Loi 56 : des incidences pour les producteurs agricoles

La Loi 56 créant le régime de l’union parentale pour les conjoints de fait ayant un enfant – né ou adopté après le 30 juin 2025 – et instituant un patrimoine familial mérite une attention particulière de la part des producteurs agricoles en raison des incidences qu’elle aurait advenant une séparation.

Adoptée par le gouvernement du Québec en 2024, la Loi portant sur la réforme du droit de la famille et instituant le régime d’union parentale prévoit qu’en cas de rupture, la valeur nette du patrimoine sera partagée en parts égales, même les biens au nom d’un seul conjoint. Ce patrimoine est composé de la résidence familiale, des meubles qui la garnissent et des véhicules utilisés par la famille. Sont exclus les REER, les régimes de retraite et les biens acquis avant l’union ou légués par succession ou donation. 

Notaire associé au cabinet Novallier à Saint-Bruno-de-Montarville, Me Éric Lavoie a fait des présentations ces derniers mois devant des producteurs agricoles afin de leur expliquer les particularités de la nouvelle loi.

Dans plusieurs cas, chez les agriculteurs, la résidence familiale est détenue par une compagnie et non par un individu, mais la loi prévoit quand même qu’elle fasse partie du patrimoine familial.

Éric Lavoie

Une maison entièrement payée et appartenant à l’un des conjoints avant l’établissement d’une union parentale est évidemment soustraite du patrimoine. « C’est la même chose si la maison familiale m’est léguée par testament, même si je suis déjà en union parentale. Elle ne fera pas partie du calcul en cas de séparation », mentionne Me Lavoie. 

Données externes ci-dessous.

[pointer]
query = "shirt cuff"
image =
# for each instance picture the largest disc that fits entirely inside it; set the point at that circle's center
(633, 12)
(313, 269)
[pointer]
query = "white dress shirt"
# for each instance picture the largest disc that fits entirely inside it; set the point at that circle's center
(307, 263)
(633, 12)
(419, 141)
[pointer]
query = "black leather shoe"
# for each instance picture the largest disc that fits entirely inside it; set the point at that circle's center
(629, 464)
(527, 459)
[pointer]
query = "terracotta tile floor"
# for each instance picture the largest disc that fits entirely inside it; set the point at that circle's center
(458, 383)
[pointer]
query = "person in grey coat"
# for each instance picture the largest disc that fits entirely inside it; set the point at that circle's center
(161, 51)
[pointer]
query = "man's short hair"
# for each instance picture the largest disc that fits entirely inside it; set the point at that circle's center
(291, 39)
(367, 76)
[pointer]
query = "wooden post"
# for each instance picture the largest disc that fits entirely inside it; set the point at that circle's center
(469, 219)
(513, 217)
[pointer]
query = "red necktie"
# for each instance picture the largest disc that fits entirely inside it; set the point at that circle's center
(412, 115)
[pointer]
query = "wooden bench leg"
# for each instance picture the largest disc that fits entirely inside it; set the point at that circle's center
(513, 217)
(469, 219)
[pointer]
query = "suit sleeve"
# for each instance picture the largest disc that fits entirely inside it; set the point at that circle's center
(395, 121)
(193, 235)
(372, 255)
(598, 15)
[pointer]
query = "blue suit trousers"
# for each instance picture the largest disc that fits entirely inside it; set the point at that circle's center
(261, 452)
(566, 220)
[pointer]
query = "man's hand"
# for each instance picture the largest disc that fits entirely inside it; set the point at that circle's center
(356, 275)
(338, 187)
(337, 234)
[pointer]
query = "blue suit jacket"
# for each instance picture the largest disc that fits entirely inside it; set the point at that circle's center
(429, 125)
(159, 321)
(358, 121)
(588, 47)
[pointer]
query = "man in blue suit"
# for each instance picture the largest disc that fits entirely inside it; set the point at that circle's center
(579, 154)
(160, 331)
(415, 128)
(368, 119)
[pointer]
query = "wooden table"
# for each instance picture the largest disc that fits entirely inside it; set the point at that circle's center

En revanche, le conjoint non propriétaire peut aller publier au registre foncier une protection de résidence familiale, un enregistrement officiel qui obligera le conjoint propriétaire à obtenir la signature de l’autre advenant une vente de la maison ou la prise d’une hypothèque. 

Une prestation compensatoire

Un autre aspect important pour les producteurs agricoles est la notion de prestation compensatoire, qui prévoit une compensation pour un des membres du couple qui s’est appauvri au détriment de l’autre. 

Éric Lavoie
Éric Lavoie

Prenons un cas simple : un agriculteur a investi 100 000 $ de ses économies afin de permettre à sa conjointe de lancer son entreprise. Si cette entreprise vaut aujourd’hui 2 M$, la Loi 56 prévoit qu’il peut réclamer une prestation compensatoire correspondant au moindre de son appauvrissement ou de l’enrichissement réalisé, soit 100 000 $. Si, par exemple, la valeur de l’entreprise s’établissait à 150 000 $, le conjoint serait en droit de réclamer 50 000 $. 

« C’est plus complexe lorsqu’il s’agit de services non rémunérés, ce que l’on voit souvent en agriculture », explique le notaire. « Admettons que madame est propriétaire de la ferme et que monsieur fait toutes sortes de tâches en plus de la comptabilité, du travail qui, d’un commun accord, n’est pas rémunéré. En cas de rupture, il pourrait quand même recevoir une prestation compensatoire parce qu’il a offert des services gratuits qui ont permis une prise de valeur au niveau de la ferme. Le problème dans ce cas-ci, c’est l’évaluation de tout ça, d’autant plus que ces heures ne sont pas nécessairement comptabilisées. Ça peut donc arriver que la question doive être tranchée par un juge. »

La Loi 56 prévoit également qu’en cas de décès d’un conjoint en situation d’union parentale et qui n’a pas rédigé de testament, le tiers des actifs sera accordé à l’autre conjoint et le reste à ou aux enfants. « Avant l’adoption de la loi, c’était uniquement les enfants qui héritaient », rappelle Me Lavoie.  

Peut-on s’exclure de la Loi 56?

Pour les conjoints de fait, l’union parentale prend effet le jour de la naissance ou de l’adoption d’un enfant après le 30 juin 2025. À partir de cette date, le couple dispose de 90 jours pour s’exclure du nouveau régime en allant signer un document notarié. Les conjoints de fait peuvent également modifier la nature du patrimoine d’union parentale à tout moment – comme exclure la résidence familiale –, toujours en se présentant devant un notaire. 

« Dans ce cas-ci, on devra quand même faire le calcul si l’un doit de l’argent à l’autre en vertu du patrimoine d’union parentale pour le bien qu’on exclut. On va garder ce chiffre en réserve et en cas de séparation, le conjoint qui devait en bénéficier pourra y renoncer », explique Me Lavoie. 

Fait à noter en terminant, des conjoints de fait, mais dont les enfants sont nés avant le 30 juin 2025, pourraient décider, par acte notarié également, de se prévaloir des applications de la Loi 56.